I looked a little deeper and saw that beneath the murky, dark water of my emotions there was a golden door, and the only way into that door was swimming through the water. I used the deep-rooted love I felt for everyone around me and sent it inwards, to the one that needed it most, myself.
I did this by hiring my first life coach. It was the first time I’d ever invested in myself for the sole purpose of loving and caring for myself. It wasn’t to change the way I looked, to earn more money, to gain a relationship; it was for my heart and soul. To speak up, to be heard, to receive love, and to shine a light on the tangled web I held inside of me.
I knew that life could be filled with laughter, joy, and confidence if I started focusing more on my own issues and needs than everyone else’s. I was ready to take the weight of the world off my shoulders. I began imagining my life as exciting, filled with adventures, romance, and most of all peace of mind!
When I turned on the light inside, I discovered I had a deep-rooted belief that my life was in my hands, I held the reins, and I knew wholeheartedly that anything I wanted was possible.
I recognized that my worries and fears were within me too, and that meant I had the power to shift them.
That golden door began to feel closer each day as I empowered myself with love and awareness, swam through the waters of pain, and challenged two limiting beliefs—that I needed approval from others to be safe and needed to appear perfect and strong to be worthy.
I learned that my body was constantly on guard trying to protect me from my worries. Our bodies can’t tell the difference between actual danger and perceived danger. Since I was constantly thinking negative and fearful thoughts, my nervous system perceived danger and was ramped up in case I needed to fight. As I practiced breathwork, yoga, and physical exercise, my nervous system calmed and neutralized.
Instead of fighting to give up my addictions to worry and anxiety, I began to add in self-love, compassion, and acceptance. I sat with my feelings and invited them to tea. It was scary and shaky but with time and support, I trusted that my life experiences were happening for me and not to me.
There would always be unknowns in life. Rather than fear or control them, I began to embrace them and accept that whatever was happening was for the highest good. In fact, all the difficulties I encountered became the catalyst for reconnecting with my true self. Rather than see life as good or bad, I removed the label and saw it as all as part of one whole experience.
The trust and love weren’t hard to find, they were within me. Just as everything is within you right now. The difference was my focus and perspective—instead of leaning on fear and worry and trying to fix and change the world, I began to slow down and let go of the illusion of control.

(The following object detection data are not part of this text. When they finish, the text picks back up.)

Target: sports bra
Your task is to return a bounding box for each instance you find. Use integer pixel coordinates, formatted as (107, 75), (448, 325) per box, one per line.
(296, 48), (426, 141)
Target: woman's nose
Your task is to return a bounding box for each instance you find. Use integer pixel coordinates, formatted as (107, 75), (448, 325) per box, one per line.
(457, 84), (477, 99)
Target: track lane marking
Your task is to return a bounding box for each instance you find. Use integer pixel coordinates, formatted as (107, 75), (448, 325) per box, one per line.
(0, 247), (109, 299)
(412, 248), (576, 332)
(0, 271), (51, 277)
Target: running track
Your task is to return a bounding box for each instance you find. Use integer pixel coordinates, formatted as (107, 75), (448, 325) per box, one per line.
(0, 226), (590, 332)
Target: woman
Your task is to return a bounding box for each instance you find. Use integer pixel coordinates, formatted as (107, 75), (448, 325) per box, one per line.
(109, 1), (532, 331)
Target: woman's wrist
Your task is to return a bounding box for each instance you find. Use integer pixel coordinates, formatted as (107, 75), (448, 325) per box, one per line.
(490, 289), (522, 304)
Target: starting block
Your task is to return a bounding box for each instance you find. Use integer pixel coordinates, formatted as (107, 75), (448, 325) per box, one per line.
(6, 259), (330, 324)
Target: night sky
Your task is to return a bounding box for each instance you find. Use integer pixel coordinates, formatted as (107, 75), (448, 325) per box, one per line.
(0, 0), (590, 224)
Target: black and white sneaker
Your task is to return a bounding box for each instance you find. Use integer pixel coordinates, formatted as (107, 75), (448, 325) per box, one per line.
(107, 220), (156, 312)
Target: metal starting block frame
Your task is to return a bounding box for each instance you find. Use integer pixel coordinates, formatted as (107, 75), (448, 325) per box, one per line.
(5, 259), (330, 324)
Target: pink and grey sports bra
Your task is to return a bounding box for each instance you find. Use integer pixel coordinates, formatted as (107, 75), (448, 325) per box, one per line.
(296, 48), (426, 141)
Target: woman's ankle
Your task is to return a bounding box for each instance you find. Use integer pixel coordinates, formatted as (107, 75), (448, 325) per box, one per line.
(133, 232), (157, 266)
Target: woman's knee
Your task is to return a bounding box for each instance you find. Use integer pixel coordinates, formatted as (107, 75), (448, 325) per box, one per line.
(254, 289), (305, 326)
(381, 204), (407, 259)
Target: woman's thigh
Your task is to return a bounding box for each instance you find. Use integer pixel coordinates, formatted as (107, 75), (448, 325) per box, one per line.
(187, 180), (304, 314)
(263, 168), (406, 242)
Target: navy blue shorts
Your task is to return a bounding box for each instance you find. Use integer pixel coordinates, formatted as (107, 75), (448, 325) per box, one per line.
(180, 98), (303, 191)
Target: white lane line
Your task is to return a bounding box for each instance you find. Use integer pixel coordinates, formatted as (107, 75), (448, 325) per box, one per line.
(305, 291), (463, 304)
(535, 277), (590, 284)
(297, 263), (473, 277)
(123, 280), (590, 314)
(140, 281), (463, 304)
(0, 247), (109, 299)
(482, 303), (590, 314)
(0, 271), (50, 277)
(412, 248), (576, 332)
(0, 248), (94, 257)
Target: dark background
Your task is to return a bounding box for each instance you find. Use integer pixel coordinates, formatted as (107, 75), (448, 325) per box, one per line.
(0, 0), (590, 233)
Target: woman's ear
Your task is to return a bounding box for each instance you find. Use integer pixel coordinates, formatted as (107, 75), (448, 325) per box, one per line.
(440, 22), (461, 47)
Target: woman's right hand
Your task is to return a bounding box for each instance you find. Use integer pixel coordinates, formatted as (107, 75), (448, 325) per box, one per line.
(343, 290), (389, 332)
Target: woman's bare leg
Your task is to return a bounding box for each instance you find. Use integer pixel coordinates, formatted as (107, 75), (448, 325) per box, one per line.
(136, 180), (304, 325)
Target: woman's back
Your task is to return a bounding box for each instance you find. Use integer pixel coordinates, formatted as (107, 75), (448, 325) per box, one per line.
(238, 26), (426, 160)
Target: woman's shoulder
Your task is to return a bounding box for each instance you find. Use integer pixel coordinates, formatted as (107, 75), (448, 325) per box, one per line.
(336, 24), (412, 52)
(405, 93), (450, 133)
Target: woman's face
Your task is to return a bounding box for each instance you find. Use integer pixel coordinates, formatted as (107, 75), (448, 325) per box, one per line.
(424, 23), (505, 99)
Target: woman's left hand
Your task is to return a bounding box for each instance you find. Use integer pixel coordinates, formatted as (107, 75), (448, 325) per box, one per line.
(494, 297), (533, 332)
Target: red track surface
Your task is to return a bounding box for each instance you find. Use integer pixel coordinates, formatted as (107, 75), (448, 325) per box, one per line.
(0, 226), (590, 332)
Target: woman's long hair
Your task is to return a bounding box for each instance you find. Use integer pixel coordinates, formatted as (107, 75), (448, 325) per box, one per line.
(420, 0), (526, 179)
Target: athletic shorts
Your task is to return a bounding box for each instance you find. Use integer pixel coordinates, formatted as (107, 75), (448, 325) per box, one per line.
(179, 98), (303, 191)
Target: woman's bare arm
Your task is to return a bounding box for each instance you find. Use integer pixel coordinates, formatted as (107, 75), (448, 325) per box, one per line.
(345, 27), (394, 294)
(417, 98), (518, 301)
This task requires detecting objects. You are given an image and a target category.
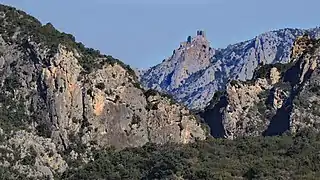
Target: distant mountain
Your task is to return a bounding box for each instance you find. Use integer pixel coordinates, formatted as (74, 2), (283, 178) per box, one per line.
(0, 5), (207, 179)
(201, 36), (320, 139)
(139, 28), (320, 109)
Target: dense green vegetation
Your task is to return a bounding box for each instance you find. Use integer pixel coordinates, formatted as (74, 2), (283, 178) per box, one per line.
(61, 131), (320, 179)
(0, 5), (136, 78)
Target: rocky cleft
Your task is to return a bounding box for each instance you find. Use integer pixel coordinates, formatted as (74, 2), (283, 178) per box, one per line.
(140, 28), (320, 110)
(0, 5), (207, 179)
(200, 35), (320, 139)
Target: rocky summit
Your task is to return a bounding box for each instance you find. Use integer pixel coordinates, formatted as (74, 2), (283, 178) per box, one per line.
(0, 5), (209, 179)
(201, 35), (320, 139)
(140, 28), (320, 110)
(0, 2), (320, 180)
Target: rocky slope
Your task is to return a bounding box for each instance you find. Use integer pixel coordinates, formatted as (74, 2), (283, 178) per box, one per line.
(0, 5), (206, 179)
(201, 35), (320, 139)
(140, 28), (320, 109)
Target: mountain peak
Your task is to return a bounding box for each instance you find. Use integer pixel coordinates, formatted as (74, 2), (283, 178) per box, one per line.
(179, 30), (211, 49)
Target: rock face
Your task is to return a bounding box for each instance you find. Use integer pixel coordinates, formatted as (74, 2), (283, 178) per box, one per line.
(0, 5), (209, 179)
(201, 36), (320, 139)
(140, 28), (320, 109)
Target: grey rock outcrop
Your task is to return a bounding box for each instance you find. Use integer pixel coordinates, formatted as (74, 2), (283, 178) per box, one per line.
(0, 5), (207, 179)
(140, 28), (320, 110)
(201, 36), (320, 139)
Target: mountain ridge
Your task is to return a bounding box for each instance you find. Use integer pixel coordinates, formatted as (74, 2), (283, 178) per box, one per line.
(139, 28), (320, 110)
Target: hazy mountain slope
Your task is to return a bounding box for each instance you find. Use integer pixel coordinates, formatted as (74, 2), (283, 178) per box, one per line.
(0, 5), (206, 179)
(201, 36), (320, 139)
(140, 28), (320, 109)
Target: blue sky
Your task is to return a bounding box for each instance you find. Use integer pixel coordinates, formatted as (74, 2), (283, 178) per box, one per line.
(0, 0), (320, 68)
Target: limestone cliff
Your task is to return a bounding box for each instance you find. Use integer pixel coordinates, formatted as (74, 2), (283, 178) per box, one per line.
(202, 35), (320, 139)
(0, 5), (206, 179)
(140, 28), (320, 110)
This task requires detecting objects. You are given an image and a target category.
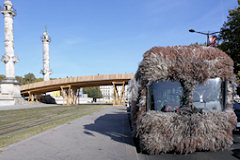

Putting myself first and seeing myself meant looking at the broken pieces along with the whole and saying I love it all! I accept it all! I trust it all!
When I think about life now and the planet my soul dropped onto, I am in awe and wonder of the beauty and magic I see all around me. It is in my daughter’s bright eyes, the warm hug of friend, the sound of the waves crashing on the beach. I now can see what was hidden from me when I was in constant fear.
The boundless love I have given myself has created a sense of safety that enables me to experience life with far less fear and worry.
I know that no matter what happens in life, I have my own back. I am listening to my needs and honoring what is present by loving myself through the difficulties that may arise instead of judging or hiding from myself.
The first step to any great change is awareness. When you meet your awareness with loving arms, magic can happen.
If you too feel overwhelmed by all the pain around you and think you need to control it to be safe, shift your focus back to yourself. Trust that both the dark and light serve a purpose—for all of us—so you don’t need to save or fix anyone else. You just need to take care of yourself, honor your own needs, and trust that no matter what happens, with the strength of your own self-love, you can handle it.